Sonny Perdue won over Iowa farmers with an enthusiastic speech pledging strong support for trade and renewable fuels last week during his first visit to the state since becoming U.S. secretary of agriculture.

"I’m impressed," said Iowa Farm Bureau President Craig Hill, a Warren County crop and livestock farmer. "We’re so appreciative to have a secretary of agriculture with his experience and his philosophy. It really improves the outlook for all of agriculture to have somebody like him advocating for us."

Perdue, just over a week into his new job, said the Trump administration will fight to eliminate unfair trade barriers and open new markets for U.S. agricultural commodities.

"What are we going to do about trade? Gov. Branstad and I are going to go to China and sell all of the Iowa beef we can," said Perdue, drawing a round of applause from the crowd gathered on a Story County farm to hear his speech. Branstad is expected to be confirmed as U.S. ambassador to China in a few weeks.

"I’m going to be an unapologetic advocate for trade," continued Perdue, standing atop a hay rack under a cloudless blue sky. "If you grow it, we’ll sell it."

Perdue also reaffirmed the Trump administration’s strong support for renewable fuels, saying "we’re not going to mess with the RFS (Renewable Fuel Standard)."

"Ethanol is here to stay," he said. "We’re going to look for new technologies to be even more efficient. You have nothing to worry about."

Bill Couser, a Story County Farm Bureau member, led Perdue and other political leaders on a tour of his cattle feedlot, explaining how he uses the latest technologies to ensure animal health and protect the environment.

Renewable energy

Couser also emphasized the importance of renewable energy to Iowa’s economy. He feeds distillers grains from a nearby ethanol plant to his cattle. He also pointed out DuPont’s cellulosic ethanol plant and wind power turbines in sight from his farm, which are putting Iowa on the leading edge of renewable energy developments.
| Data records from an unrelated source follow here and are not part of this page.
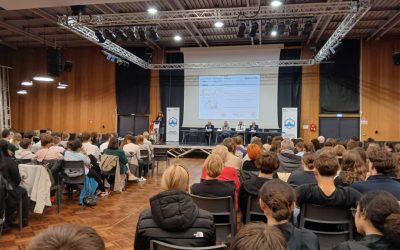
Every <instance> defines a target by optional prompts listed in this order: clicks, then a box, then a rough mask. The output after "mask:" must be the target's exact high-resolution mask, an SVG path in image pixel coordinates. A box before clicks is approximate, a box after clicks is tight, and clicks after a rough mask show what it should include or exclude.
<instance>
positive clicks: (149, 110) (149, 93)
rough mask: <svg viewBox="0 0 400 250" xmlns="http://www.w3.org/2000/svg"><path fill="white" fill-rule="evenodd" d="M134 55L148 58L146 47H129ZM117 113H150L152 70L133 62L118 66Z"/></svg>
mask: <svg viewBox="0 0 400 250" xmlns="http://www.w3.org/2000/svg"><path fill="white" fill-rule="evenodd" d="M127 50H128V51H130V52H131V53H133V54H134V55H136V56H138V57H140V58H142V59H144V60H146V61H147V60H148V59H149V57H150V56H151V52H149V50H148V49H146V48H129V49H127ZM116 96H117V113H118V114H119V115H130V114H149V113H150V70H148V69H143V68H142V67H140V66H137V65H135V64H133V63H130V65H129V67H124V66H117V70H116Z"/></svg>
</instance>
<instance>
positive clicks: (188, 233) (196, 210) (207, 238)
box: [134, 165, 216, 250]
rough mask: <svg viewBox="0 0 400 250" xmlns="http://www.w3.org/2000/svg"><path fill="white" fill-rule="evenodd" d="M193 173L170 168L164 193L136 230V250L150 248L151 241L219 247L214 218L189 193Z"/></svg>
mask: <svg viewBox="0 0 400 250" xmlns="http://www.w3.org/2000/svg"><path fill="white" fill-rule="evenodd" d="M188 188H189V173H188V172H187V171H186V169H185V168H184V167H182V166H179V165H175V166H171V167H168V168H167V169H166V170H165V171H164V173H163V175H162V177H161V189H162V190H163V191H162V192H161V193H159V194H157V195H156V196H153V197H152V198H150V208H149V209H146V210H145V211H143V212H142V213H141V214H140V216H139V220H138V223H137V227H136V235H135V245H134V249H135V250H147V249H149V245H150V241H151V240H159V241H162V242H166V243H169V244H173V245H178V246H188V247H189V246H190V247H202V246H213V245H215V243H216V242H215V238H216V235H215V226H214V218H213V216H212V215H211V214H210V213H209V212H207V211H204V210H202V209H199V208H198V207H197V205H196V204H195V203H194V202H193V201H192V198H191V197H190V195H189V194H188V193H187V191H188Z"/></svg>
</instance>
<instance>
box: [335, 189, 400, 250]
mask: <svg viewBox="0 0 400 250" xmlns="http://www.w3.org/2000/svg"><path fill="white" fill-rule="evenodd" d="M354 219H355V224H356V228H357V232H358V233H359V234H361V235H363V236H364V237H363V238H362V239H361V240H359V241H346V242H343V243H340V244H339V245H337V246H336V247H334V248H333V249H334V250H352V249H382V250H383V249H385V250H395V249H400V205H399V203H398V201H397V198H396V197H394V196H393V195H392V194H390V193H388V192H385V191H372V192H369V193H367V194H364V195H363V196H362V197H361V199H360V201H359V203H358V206H357V210H356V211H355V214H354Z"/></svg>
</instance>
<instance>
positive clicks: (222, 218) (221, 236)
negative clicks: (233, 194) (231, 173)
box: [190, 194, 236, 242]
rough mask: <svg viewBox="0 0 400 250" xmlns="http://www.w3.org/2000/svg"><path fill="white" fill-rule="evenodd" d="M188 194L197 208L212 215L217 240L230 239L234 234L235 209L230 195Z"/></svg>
mask: <svg viewBox="0 0 400 250" xmlns="http://www.w3.org/2000/svg"><path fill="white" fill-rule="evenodd" d="M190 196H191V197H192V199H193V201H194V203H196V204H197V206H198V207H199V208H201V209H203V210H206V211H208V212H210V213H211V214H212V215H213V216H214V224H215V230H216V234H217V241H220V242H230V241H232V240H233V239H234V237H235V234H236V211H235V207H234V204H233V201H232V197H231V196H227V197H203V196H198V195H193V194H191V195H190Z"/></svg>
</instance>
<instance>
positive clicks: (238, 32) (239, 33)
mask: <svg viewBox="0 0 400 250" xmlns="http://www.w3.org/2000/svg"><path fill="white" fill-rule="evenodd" d="M245 31H246V24H245V23H241V24H240V26H239V31H238V33H237V37H238V38H244V33H245Z"/></svg>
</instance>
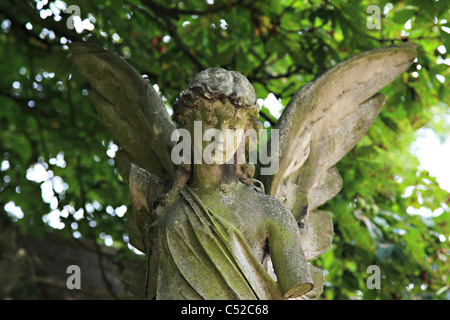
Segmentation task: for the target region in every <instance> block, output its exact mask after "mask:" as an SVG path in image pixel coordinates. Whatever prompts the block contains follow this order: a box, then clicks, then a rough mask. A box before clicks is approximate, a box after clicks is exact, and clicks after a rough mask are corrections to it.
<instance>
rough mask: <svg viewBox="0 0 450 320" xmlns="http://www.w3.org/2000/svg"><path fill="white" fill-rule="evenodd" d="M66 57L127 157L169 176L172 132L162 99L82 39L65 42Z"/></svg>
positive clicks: (107, 52)
mask: <svg viewBox="0 0 450 320" xmlns="http://www.w3.org/2000/svg"><path fill="white" fill-rule="evenodd" d="M70 53H71V56H70V58H69V59H70V60H71V62H72V63H73V64H74V65H75V67H76V68H77V69H78V71H79V72H80V74H81V75H82V76H83V77H84V78H85V79H86V81H87V82H88V83H89V84H90V85H91V87H92V88H91V90H90V91H89V97H90V98H91V100H92V102H93V104H94V107H95V108H96V110H97V112H98V113H99V114H100V116H101V117H102V119H103V122H104V123H105V124H106V126H107V127H108V129H109V130H110V132H111V134H112V135H113V137H114V138H115V139H116V140H117V142H118V143H119V144H120V146H121V147H122V148H123V149H124V150H125V152H126V153H127V155H128V157H129V160H130V161H131V162H132V163H134V164H136V165H137V166H139V167H141V168H144V169H145V170H147V171H148V172H150V173H152V174H154V175H157V176H159V177H160V178H163V179H166V180H170V179H172V178H173V177H174V174H175V165H174V164H173V162H172V161H171V159H170V152H171V149H172V147H173V145H174V143H173V142H172V141H171V139H170V138H171V134H172V132H173V131H174V130H175V126H174V125H173V123H172V121H171V119H170V117H169V114H168V112H167V110H166V108H165V106H164V102H163V101H162V99H161V97H160V96H159V95H158V93H157V92H156V91H155V90H154V89H153V87H152V86H151V85H150V84H149V83H148V82H147V81H145V80H144V79H143V78H142V77H141V75H140V74H139V73H138V72H137V71H136V70H135V69H134V68H133V67H132V66H131V65H129V64H128V63H127V62H126V61H125V60H123V59H122V58H120V57H119V56H118V55H116V54H114V53H111V52H108V51H106V50H104V49H103V48H101V47H99V46H96V45H94V44H91V43H86V42H74V43H72V44H70Z"/></svg>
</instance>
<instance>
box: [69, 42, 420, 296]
mask: <svg viewBox="0 0 450 320" xmlns="http://www.w3.org/2000/svg"><path fill="white" fill-rule="evenodd" d="M70 51H71V56H70V60H71V61H72V63H73V64H74V65H75V66H76V68H77V69H78V70H79V72H80V73H81V75H82V76H83V77H84V78H85V79H86V80H87V81H88V82H89V84H90V86H91V89H90V90H89V96H90V98H91V100H92V101H93V104H94V106H95V108H96V110H97V111H98V113H99V115H100V117H101V119H102V120H103V122H104V124H105V125H106V126H107V127H108V128H109V130H110V132H111V134H112V135H113V137H114V138H115V139H116V141H117V142H118V144H119V145H120V147H121V152H120V153H118V154H117V156H116V160H117V161H116V162H117V165H118V169H119V172H120V174H121V176H122V177H123V180H124V181H125V182H126V183H127V184H128V185H129V190H130V203H131V205H130V210H129V211H128V213H127V224H128V232H129V238H130V243H131V244H132V245H133V246H134V247H136V248H137V249H139V250H141V251H142V252H144V253H145V254H146V255H147V257H148V260H147V262H146V263H145V265H143V266H142V267H141V268H140V267H139V266H138V267H136V266H135V269H132V272H131V278H132V280H133V281H134V286H135V287H136V288H139V290H137V291H139V292H138V293H139V294H140V295H138V296H139V297H140V298H147V299H297V298H300V299H314V298H316V297H318V296H319V295H320V294H321V292H322V288H323V283H324V278H323V273H322V271H321V270H320V269H318V268H316V267H314V266H312V265H310V264H309V263H308V261H311V260H314V259H316V258H317V257H319V256H320V255H321V254H323V253H324V252H326V251H327V250H328V249H329V247H330V246H331V241H332V236H333V224H332V221H331V217H330V216H329V215H328V214H327V213H325V212H322V211H320V210H318V208H319V207H320V206H321V205H323V204H324V203H325V202H326V201H328V200H329V199H331V198H332V197H334V196H335V195H336V194H337V193H338V192H339V190H340V189H341V187H342V180H341V178H340V176H339V173H338V172H337V170H336V167H335V165H336V163H337V162H338V161H339V160H340V159H341V158H342V157H343V156H344V155H345V154H346V153H347V152H348V151H349V150H350V149H352V148H353V147H354V146H355V145H356V143H357V142H358V141H359V140H360V139H361V138H362V137H363V136H364V134H365V133H366V131H367V130H368V128H369V127H370V125H371V124H372V123H373V121H374V120H375V118H376V117H377V115H378V113H379V111H380V109H381V107H382V106H383V104H384V102H385V99H384V96H383V95H382V94H380V93H378V92H379V91H380V90H381V89H382V88H383V87H385V86H386V85H388V84H389V83H390V82H392V81H393V80H394V79H395V78H396V77H397V76H398V75H399V74H401V73H402V72H403V71H405V70H406V69H407V68H408V66H410V65H411V64H412V62H413V60H414V59H415V57H416V50H415V45H414V44H410V43H403V44H400V45H393V46H390V47H383V48H379V49H375V50H371V51H368V52H363V53H361V54H359V55H356V56H354V57H352V58H349V59H347V60H345V61H343V62H340V63H339V64H337V65H336V66H334V67H333V68H331V69H330V70H329V71H327V72H325V73H324V74H323V75H321V76H320V77H318V78H317V79H316V80H314V81H312V82H310V83H308V84H306V85H304V86H303V87H302V88H301V89H300V90H299V91H298V93H297V94H296V95H295V96H294V97H292V99H291V101H290V102H289V104H288V105H287V106H286V107H285V109H284V111H283V113H282V115H281V117H280V119H279V120H278V122H277V124H276V126H275V128H274V129H276V130H278V135H277V136H275V135H273V136H272V137H271V139H275V138H277V144H272V143H269V144H268V146H269V148H268V150H267V152H269V153H271V154H272V156H276V157H277V159H278V170H276V171H275V172H273V173H272V174H270V175H262V174H259V175H258V176H259V179H260V180H261V181H258V180H256V179H254V175H255V170H256V169H255V168H258V170H263V169H264V168H265V167H264V166H263V165H257V166H254V165H253V164H252V163H246V162H245V161H244V163H242V161H241V162H238V161H233V160H236V158H237V154H238V150H239V148H242V146H243V145H246V143H245V139H246V138H245V135H243V134H235V135H234V136H233V137H232V138H230V137H229V135H227V133H226V130H235V131H236V132H238V130H241V131H239V132H246V130H254V131H255V132H258V131H260V129H261V125H260V123H259V122H258V118H259V106H258V105H257V103H256V96H255V91H254V89H253V87H252V85H251V84H250V82H249V81H248V80H247V79H246V78H245V77H244V76H243V75H241V74H239V73H237V72H234V71H227V70H225V69H221V68H211V69H207V70H204V71H202V72H200V73H199V74H198V75H197V76H196V77H195V78H194V79H192V81H191V82H190V83H189V85H188V86H187V88H186V90H185V91H183V92H181V94H180V97H179V99H178V100H177V101H176V102H175V104H174V106H173V109H174V115H173V120H174V121H172V120H171V118H170V116H169V114H168V112H167V110H166V107H165V105H164V102H163V100H162V99H161V98H160V96H159V95H158V93H157V92H155V90H154V89H153V87H152V86H151V84H149V83H148V81H146V80H144V79H143V78H142V76H141V75H140V74H139V73H138V72H137V71H136V70H135V69H133V67H132V66H130V65H129V64H128V63H127V62H125V61H124V60H123V59H121V58H120V57H119V56H117V55H115V54H113V53H110V52H108V51H106V50H104V49H102V48H100V47H97V46H95V45H93V44H89V43H72V44H71V46H70ZM199 123H200V124H201V126H200V127H199V126H198V124H199ZM199 128H200V129H199ZM211 129H214V130H217V131H219V132H222V133H224V135H223V138H220V139H217V137H215V139H214V141H213V139H202V137H205V135H206V133H207V132H208V130H211ZM180 130H184V132H185V133H186V132H187V133H189V134H190V135H191V137H192V136H193V138H192V139H188V138H185V137H187V136H183V140H184V139H186V141H185V143H187V144H188V146H192V149H190V148H189V147H188V148H187V149H185V150H184V151H183V157H184V159H187V160H191V159H192V158H194V157H195V156H196V155H198V150H197V149H198V148H195V147H194V145H195V143H194V140H195V139H197V138H196V137H195V135H196V134H197V135H198V134H200V145H201V148H208V146H211V144H214V151H213V152H212V154H213V156H214V159H213V160H214V161H206V159H203V158H202V157H201V158H200V160H199V161H198V160H197V161H188V162H181V163H180V162H179V161H174V159H173V153H174V148H175V147H176V145H177V141H175V140H174V136H176V134H174V132H180ZM274 132H275V131H274ZM178 136H179V135H178ZM230 141H231V142H232V143H230ZM249 145H250V144H249ZM273 146H275V147H276V148H274V147H273ZM197 147H198V146H197ZM260 148H262V146H260ZM252 149H254V145H253V147H251V146H249V147H247V148H246V152H247V153H246V155H248V154H249V153H250V152H251V151H252ZM200 150H204V149H200ZM191 151H192V152H191ZM194 160H195V159H194ZM135 291H136V290H135Z"/></svg>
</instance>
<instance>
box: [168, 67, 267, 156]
mask: <svg viewBox="0 0 450 320" xmlns="http://www.w3.org/2000/svg"><path fill="white" fill-rule="evenodd" d="M258 118H259V105H258V104H257V103H256V97H255V90H254V88H253V86H252V85H251V83H250V82H249V81H248V80H247V78H245V77H244V76H243V75H241V74H240V73H237V72H235V71H227V70H225V69H222V68H210V69H206V70H204V71H202V72H200V73H199V74H198V75H197V76H196V77H195V78H194V79H193V80H192V81H191V82H190V83H189V86H188V88H187V89H186V90H185V91H183V92H182V93H181V94H180V98H179V99H178V100H177V101H176V102H175V104H174V120H175V121H176V122H177V123H178V124H179V125H180V126H181V127H182V128H185V129H187V130H188V131H189V132H190V133H191V136H192V137H194V135H195V134H198V133H197V132H196V130H195V125H196V124H197V125H198V123H199V121H200V122H201V125H202V126H201V128H202V132H201V134H202V137H203V134H204V133H205V131H206V130H208V129H216V130H219V131H220V132H221V133H222V137H223V140H221V141H219V143H218V144H217V142H218V141H216V147H215V151H214V152H215V153H216V154H215V159H216V160H217V161H215V163H216V164H221V163H225V162H226V161H228V160H229V159H230V158H231V157H232V156H233V155H234V154H235V153H236V150H237V148H238V147H239V145H240V143H241V142H242V138H243V136H244V132H245V131H246V130H249V129H254V131H255V132H259V129H260V128H261V123H260V122H259V121H258ZM202 140H203V139H202ZM210 143H211V141H203V149H204V148H205V147H207V145H208V144H210Z"/></svg>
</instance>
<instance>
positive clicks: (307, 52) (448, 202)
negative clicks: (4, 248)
mask: <svg viewBox="0 0 450 320" xmlns="http://www.w3.org/2000/svg"><path fill="white" fill-rule="evenodd" d="M71 5H76V6H78V7H79V9H80V17H74V16H72V14H73V13H75V11H70V12H68V13H66V12H65V11H66V8H68V7H69V6H71ZM371 5H375V6H377V8H379V11H378V12H379V18H380V20H379V21H378V22H380V25H379V26H380V28H375V29H371V28H370V27H369V25H370V23H371V22H373V21H374V20H373V19H374V18H377V16H376V13H377V11H367V8H368V7H369V6H371ZM70 8H72V7H70ZM374 14H375V15H374ZM68 19H73V22H74V25H75V28H74V29H70V28H68V25H67V21H68ZM449 20H450V10H449V6H448V2H446V1H443V0H439V1H418V0H412V1H390V2H389V1H375V0H370V1H346V0H315V1H306V0H299V1H295V0H294V1H293V0H287V1H285V0H282V1H273V0H263V1H253V0H226V1H218V0H216V1H214V0H206V1H205V0H184V1H161V0H126V1H119V0H107V1H87V0H80V1H76V0H68V1H60V0H56V1H47V0H35V1H31V0H27V1H6V0H1V1H0V24H1V25H0V46H1V48H2V50H1V51H2V52H1V53H0V65H1V77H0V106H1V107H0V129H1V130H0V164H1V168H0V214H2V215H7V216H8V217H9V218H10V219H11V220H13V221H14V222H15V223H16V225H17V226H18V227H19V228H20V231H21V232H22V233H24V234H32V235H34V236H36V237H39V236H41V235H42V234H43V233H44V232H48V231H50V232H53V233H58V234H60V235H63V236H65V237H68V238H71V237H73V238H84V239H91V240H93V241H96V242H97V243H99V244H103V245H107V246H113V247H116V248H118V255H119V257H120V258H121V259H127V258H129V257H130V256H133V255H134V254H135V253H133V252H134V251H133V250H132V247H130V245H129V244H128V238H127V234H126V232H125V230H124V220H125V219H126V206H127V205H128V204H129V198H128V190H127V186H126V185H125V184H124V183H123V180H122V179H121V177H120V176H119V175H118V172H117V169H116V168H115V162H114V158H115V154H116V152H117V150H118V146H117V145H116V144H115V143H114V141H113V140H112V138H111V136H110V135H109V133H108V132H107V131H106V129H105V127H104V126H103V124H102V122H101V119H99V117H98V116H97V114H96V112H95V110H94V109H93V107H92V105H91V102H90V100H89V98H88V94H89V87H88V85H87V84H86V83H85V82H84V80H83V79H82V78H81V77H80V76H79V75H78V73H77V72H76V71H75V70H74V68H73V67H72V66H71V65H70V64H69V62H68V60H67V56H68V47H67V44H68V43H69V42H70V41H83V40H86V41H91V42H95V43H97V44H99V45H101V46H103V47H104V48H106V49H108V50H111V51H113V52H116V53H117V54H119V55H121V56H122V57H123V58H124V59H126V60H127V61H128V62H129V63H130V64H131V65H133V66H134V67H135V68H136V69H137V70H138V71H139V72H140V73H141V74H142V75H143V77H145V78H147V79H148V80H149V81H150V83H152V84H153V85H154V87H155V88H157V89H158V90H159V92H160V94H161V95H162V97H163V99H164V101H165V102H166V103H167V108H168V109H169V112H170V109H171V105H172V103H173V102H174V101H175V99H176V98H177V96H178V95H179V92H180V91H182V90H184V89H185V88H186V86H187V84H188V83H189V81H190V79H192V77H193V76H195V75H196V74H197V73H198V72H199V71H201V70H202V69H205V68H208V67H224V68H227V69H232V70H236V71H238V72H240V73H242V74H244V75H245V76H246V77H247V78H248V79H249V80H250V81H251V82H252V83H253V85H254V87H255V90H256V94H257V97H258V98H259V99H261V100H260V102H261V104H262V109H261V121H262V122H263V123H264V125H265V127H271V126H272V125H274V124H275V123H276V120H277V118H278V116H279V112H280V111H281V108H282V106H285V105H286V104H287V102H288V101H289V99H290V98H291V97H292V95H294V94H295V93H296V92H297V90H299V88H300V87H301V86H302V85H303V84H305V83H307V82H308V81H311V80H312V79H314V78H315V77H316V76H318V75H320V74H321V73H323V72H324V71H325V70H327V69H329V68H331V67H332V66H333V65H335V64H336V63H338V62H339V61H342V60H343V59H346V58H348V57H351V56H353V55H355V54H357V53H359V52H362V51H365V50H369V49H373V48H377V47H380V46H384V45H390V44H393V43H399V42H403V41H414V42H416V43H417V44H418V58H417V60H416V61H415V63H414V64H413V65H412V66H411V67H410V69H409V70H408V71H407V72H405V73H404V74H402V75H401V76H400V77H399V78H397V79H396V80H395V82H394V83H392V85H390V86H389V87H387V88H385V89H383V92H384V93H385V94H386V96H387V103H386V106H385V107H384V108H383V110H382V111H381V114H380V116H379V117H378V118H377V120H376V122H375V123H374V125H373V126H372V127H371V129H370V130H369V132H368V134H367V135H366V137H364V138H363V139H362V140H361V141H360V143H359V144H358V145H357V147H356V148H354V149H353V150H352V151H351V152H350V153H349V154H348V155H347V156H346V157H345V158H344V159H343V160H342V161H341V162H340V163H339V165H338V169H339V172H340V174H341V176H342V177H343V180H344V184H343V189H342V191H341V193H340V194H339V195H338V196H336V197H335V198H334V199H333V200H331V201H330V202H329V203H327V204H326V205H325V206H324V207H323V209H324V210H326V211H328V212H329V213H330V214H331V215H332V217H333V222H334V227H335V236H334V243H333V247H332V248H331V249H330V250H329V251H328V252H327V253H325V254H324V255H323V256H322V257H321V258H319V259H318V260H316V261H313V262H312V264H314V265H317V266H319V267H321V268H323V269H324V270H325V274H326V285H325V288H324V293H323V295H322V297H321V299H450V289H449V285H450V246H449V243H450V212H449V211H450V209H449V203H450V194H449V191H446V190H445V189H443V188H442V187H441V186H440V185H439V184H438V182H437V181H436V178H435V177H433V176H432V175H431V174H430V173H429V172H427V171H426V170H425V169H424V168H423V167H422V166H421V165H420V163H419V161H418V158H417V157H416V156H415V154H414V152H412V151H413V150H412V149H413V146H414V142H415V140H416V138H417V137H418V134H419V133H420V130H425V129H426V130H432V131H433V132H434V134H435V135H436V136H438V137H439V139H440V141H441V142H442V143H444V142H446V141H448V140H449V139H450V137H449V133H450V112H449V109H448V104H449V90H448V81H446V78H447V77H448V75H449V68H448V67H449V65H450V58H449V57H448V52H447V51H448V50H450V35H449V33H450V23H449ZM270 102H272V103H270ZM277 106H278V109H277ZM269 107H270V110H269ZM447 170H450V163H449V167H447ZM370 265H378V266H379V267H380V269H381V273H382V282H381V289H380V290H376V289H374V290H369V289H368V288H367V285H366V280H367V279H368V277H369V276H370V274H369V273H367V267H368V266H370Z"/></svg>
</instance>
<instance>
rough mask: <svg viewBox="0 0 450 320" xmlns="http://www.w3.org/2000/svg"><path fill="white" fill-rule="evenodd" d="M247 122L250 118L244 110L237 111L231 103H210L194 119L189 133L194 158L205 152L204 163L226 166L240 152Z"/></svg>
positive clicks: (189, 128) (202, 154)
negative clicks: (192, 150)
mask: <svg viewBox="0 0 450 320" xmlns="http://www.w3.org/2000/svg"><path fill="white" fill-rule="evenodd" d="M247 122H248V114H247V111H246V110H245V109H244V108H235V106H234V105H232V104H231V103H230V102H229V101H228V100H225V101H224V102H222V101H214V102H211V101H207V100H206V101H205V104H204V105H200V106H198V107H197V108H196V109H195V110H194V111H193V112H192V114H191V118H190V123H189V127H188V130H189V131H190V133H191V137H193V138H192V140H193V145H194V154H195V153H197V155H198V153H200V152H201V159H202V163H205V164H208V165H221V164H224V163H226V162H227V161H229V160H230V159H232V158H233V156H234V154H235V153H236V151H237V150H238V147H239V145H240V144H241V142H242V138H243V136H244V132H245V127H246V124H247ZM199 136H201V138H200V137H199ZM200 140H201V142H200ZM199 145H201V146H202V148H201V150H200V148H198V147H199ZM197 158H200V157H199V156H197Z"/></svg>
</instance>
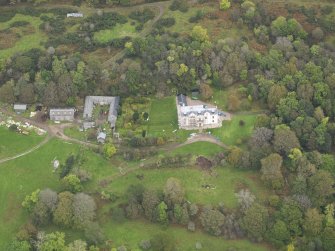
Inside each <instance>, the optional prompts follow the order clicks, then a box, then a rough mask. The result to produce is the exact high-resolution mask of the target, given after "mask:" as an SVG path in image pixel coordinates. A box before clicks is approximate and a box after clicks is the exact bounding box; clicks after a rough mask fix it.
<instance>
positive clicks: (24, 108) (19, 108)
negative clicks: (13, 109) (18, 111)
mask: <svg viewBox="0 0 335 251" xmlns="http://www.w3.org/2000/svg"><path fill="white" fill-rule="evenodd" d="M14 110H27V105H26V104H14Z"/></svg>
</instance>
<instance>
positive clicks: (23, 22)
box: [10, 21, 30, 27]
mask: <svg viewBox="0 0 335 251" xmlns="http://www.w3.org/2000/svg"><path fill="white" fill-rule="evenodd" d="M29 24H30V23H29V22H27V21H16V22H14V23H11V24H10V27H21V26H26V25H29Z"/></svg>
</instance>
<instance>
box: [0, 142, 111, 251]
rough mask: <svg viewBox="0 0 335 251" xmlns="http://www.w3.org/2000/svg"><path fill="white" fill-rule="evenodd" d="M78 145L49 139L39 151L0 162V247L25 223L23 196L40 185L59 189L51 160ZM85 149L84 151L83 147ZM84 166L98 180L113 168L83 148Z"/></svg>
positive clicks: (62, 155)
mask: <svg viewBox="0 0 335 251" xmlns="http://www.w3.org/2000/svg"><path fill="white" fill-rule="evenodd" d="M78 149H79V146H78V145H75V144H69V143H65V142H62V141H59V140H56V139H53V140H51V141H50V142H49V143H47V144H46V145H45V146H43V147H42V148H40V149H39V150H37V151H35V152H33V153H31V154H29V155H26V156H24V157H21V158H19V159H16V160H14V161H10V162H7V163H4V164H1V165H0V201H1V202H6V203H1V204H0V222H2V223H3V224H0V250H4V249H3V245H5V244H6V243H8V241H9V240H10V239H11V237H13V236H15V233H16V231H17V229H18V228H19V227H20V226H21V225H22V224H23V223H25V222H26V220H27V217H28V215H27V214H26V213H25V212H24V210H23V209H22V208H21V202H22V200H23V199H24V197H25V195H27V194H29V193H31V192H32V191H34V190H36V189H38V188H40V189H44V188H48V187H49V188H51V189H55V190H59V189H60V187H61V184H60V182H59V179H58V175H57V174H55V173H53V168H52V160H53V159H54V158H57V159H59V160H60V161H64V160H65V159H66V157H67V156H68V155H69V154H71V153H77V151H78ZM85 151H86V150H85ZM85 156H86V157H87V162H86V163H85V164H84V167H85V169H87V170H89V171H90V172H91V174H92V175H93V179H95V180H99V179H100V178H102V177H105V175H106V174H107V173H108V174H112V173H113V172H114V169H113V167H112V166H110V165H109V163H108V162H107V161H106V160H104V159H102V158H101V157H100V156H98V155H96V154H94V153H92V152H89V151H86V152H85Z"/></svg>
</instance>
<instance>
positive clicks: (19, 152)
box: [0, 127, 44, 158]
"This community has stepped up to the plate," Couser said. "It’s so important to keep the RFS. Today, as a farmer, that’s my safety net. That’s our support program that our community has helped build."

Iowa top of mind

Perdue said he is still putting together his staff, sidestepping questions about whether Iowa Secretary of Agriculture Bill Northey will receive a high-level USDA appointment.

However, he said the interests of Iowa’s farmers will be top of mind as he gets down to business in shaping agricultural policies.

"I’ll be happy to be an adopted Iowa son as secretary of agriculture," Perdue said. "President Trump understands American agriculture is vital to the economy, and he understands Iowa is vital to American agriculture."

Iowa Sen. Chuck Grassley ad­­mitted he shouldn’t have worried about not having a Midwestern presence leading the USDA, noting that Perdue has an extensive background in agriculture as a veterinarian and agribusinessman before being elected governor of Georgia. "He’s the perfect person to be secretary of agriculture," said Grassley.

Focus on regulations

In addition to trade and renewable fuels, Perdue said he will be focused on rolling back onerous regulations and improving the USDA’s working relationship with farmers.

"We want to let farmers farm again, and we want to let ranchers ranch again," said Perdue. "We’re going to make sound science, data-based decisions. We want to do it right — honestly, ethically — but we want to feed everyone."

The administration will also consider farm labor needs as it moves to reform immigration policies, Perdue said. "The president understands the importance of farm labor. We have to be very careful that we don’t disrupt the farm labor supply," he said.

Perdue also toured the USDA’s National Veterinary Services Lab­oratories in Ames, highlighting the importance of early detection and rapid response in the event of an animal disease outbreak.